After 9...Qf5, Shaw cites the game Showalter–Taubenhaus, New York 1889, which continued 10.g4 Qg6 11.Nc3 Nf6 12.Bxf4 d6 13.Bg3 Kg7, as an example of a successful defence by Black. Yakov Estrin suggests 11.Bxf4 Nf6 12.Be5 d6 13.Bxf6 Bxg4 14.Qg2 Rg8 15.Kh1 Bf5 16.Qd5+!, assessing the position as better for White. McDonald disputes this assessment, saying Black should win after 16...Kxf6 17.Nc3 Nc6 18.Rxf5+! Ke7! Both Millican and Shaw recommend 10.Bxf4 rather than the "loosening" 10.g4, though Shaw describes it as "unconvincing" after 10...Nf6 (to which Millican considers 11.Qe2 "!?").

===Main line: 8.d3===
8. d3 Bh6 9. Nc3 Ne7 10. Bd2 Nbc6 11. Rae1 Qf5 (Paulsen Variation)
White was believed to be better until this move was suggested in 1858 by a Milwaukee player identified only as "W.S."; previously 11...Qc5+ had been played. Louis Paulsen introduced the new move during his match with leading Austrian master Ignatz Kolisch in 1861, winning the game after a well-conducted defence.

12. Nd5 Kd8

with continuations:
- 13.Qe2 (a move attributed to the British amateur R. E. Lean, sometimes misidentified as "Maclean") and now:
  - 13...Qe6 14.Qf2 (neither 14.Nxe7, 14.Qf3, nor 14.Bc3 is better) 14...Qf5= (draw by repetition); if 14...Qg4 15.h3 Qg6 16.Bxf4 White is better (Znosko-Borovsky).
  - 13...b5 14.Nxe7 (according to Tim Harding, 14.Bxf4! gives White the advantage) 14...Qc5+ 15.Rf2 (Berger) Qxe7 (Korchnoi gives 15...Nxe7!, whereas Keene gives 15...Nxe7 16.Bc3 Re8 17.Bxf7 Rf8 18.Bd4!) 16.Qh5 Qg5 17.Qxf7 bxc4! 18.Bc3 Rf8! 19.Bf6+ Qxf6 20.Re8+ Rxe8 21.Qxf6+ Ne7 22.Qxh6 cxd3 23.cxd3 Rb8 24.Qxh7 Rb6 25.b3 Ng6 with clear advantage for Black.

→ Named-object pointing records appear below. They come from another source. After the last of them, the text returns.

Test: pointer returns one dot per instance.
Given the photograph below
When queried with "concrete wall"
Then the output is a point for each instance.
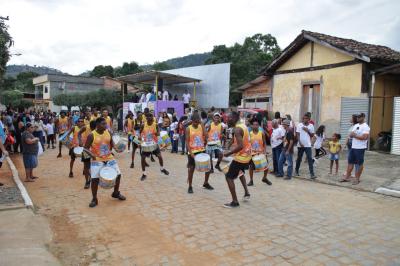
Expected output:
(322, 56)
(213, 90)
(382, 108)
(335, 83)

- 13.Bc3 and Black has three satisfactory squares for the attacked rook:
- 13...Rg8 14.Rxe7 (Note: The editors of Korchnoi and Zak's book provide the game Karl Marx vs. Meyer in which Marx continued 14.Bf6, winning at move 28.) Nxe7 15.Bf6 Re8 16.g4 Qg6 17.Qe2 Bf8 18.g5 d6= (Bilguer).

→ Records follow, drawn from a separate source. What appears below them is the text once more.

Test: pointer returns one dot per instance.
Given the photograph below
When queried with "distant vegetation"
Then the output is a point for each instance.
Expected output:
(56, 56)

- 13...Re8, here White has tried 14.Bf6 and 14.Nf6, but best is 14.Qe2 Qe6 15.Qf3 Qf5 16.Qe2= (drawn by repetition, Keene–Pfleger, Montilla 1974).

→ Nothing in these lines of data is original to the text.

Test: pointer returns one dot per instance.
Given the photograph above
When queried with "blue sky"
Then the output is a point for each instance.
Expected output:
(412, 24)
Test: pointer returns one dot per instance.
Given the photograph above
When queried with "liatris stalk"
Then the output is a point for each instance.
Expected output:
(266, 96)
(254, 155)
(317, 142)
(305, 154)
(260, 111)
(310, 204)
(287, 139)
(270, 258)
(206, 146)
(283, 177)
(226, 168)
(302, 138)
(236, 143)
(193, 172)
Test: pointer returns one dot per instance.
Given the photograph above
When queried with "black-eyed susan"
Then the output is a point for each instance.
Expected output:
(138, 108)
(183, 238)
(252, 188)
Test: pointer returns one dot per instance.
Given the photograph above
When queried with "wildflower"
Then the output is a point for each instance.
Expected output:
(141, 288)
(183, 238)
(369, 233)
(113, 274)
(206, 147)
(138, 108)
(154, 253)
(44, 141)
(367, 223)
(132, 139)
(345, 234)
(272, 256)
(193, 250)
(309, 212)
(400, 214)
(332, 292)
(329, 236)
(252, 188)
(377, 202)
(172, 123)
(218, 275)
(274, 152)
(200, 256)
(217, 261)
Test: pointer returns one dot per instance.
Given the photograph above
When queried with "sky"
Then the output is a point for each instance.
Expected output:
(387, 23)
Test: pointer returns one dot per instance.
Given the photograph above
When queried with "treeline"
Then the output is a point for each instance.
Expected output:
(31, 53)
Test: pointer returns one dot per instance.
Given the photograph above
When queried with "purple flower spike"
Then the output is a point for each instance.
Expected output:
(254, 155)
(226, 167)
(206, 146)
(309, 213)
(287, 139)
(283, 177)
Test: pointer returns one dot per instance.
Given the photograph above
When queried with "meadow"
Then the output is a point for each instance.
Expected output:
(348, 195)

- 13...Rf8! 14.g4 Qg6 15.h4 Nxd5 16.Bxd5 f6 17.Qe2 Ne5! 18.g5 Bxg5! (analysis by Panov) where Black has the advantage and a attack.

===Other 8th moves for White===
- 8.b3 Qxa1 (8...d5 9.Bxd5 Ne7 10.Bc4 Nbc6 11.c3 Bf5−/+ Tartakower–Leonhardt, Vienna 1908) 9.Nc3 Bc5+ 10.Kh1 Ne7 11.d4 Bxd4 12.Bxf7+ (12.Qf4 Qxc1) Kd8 13.Bd2 Qxf1 14.Qxf1 Rf8 15.Qf4 Nbc6−/+ (Walker).
- 8.Nc3 Qd4+ 9.Kh1 Qxc4 10.d3 Qc6 11.Qxf4 f6 (Keres).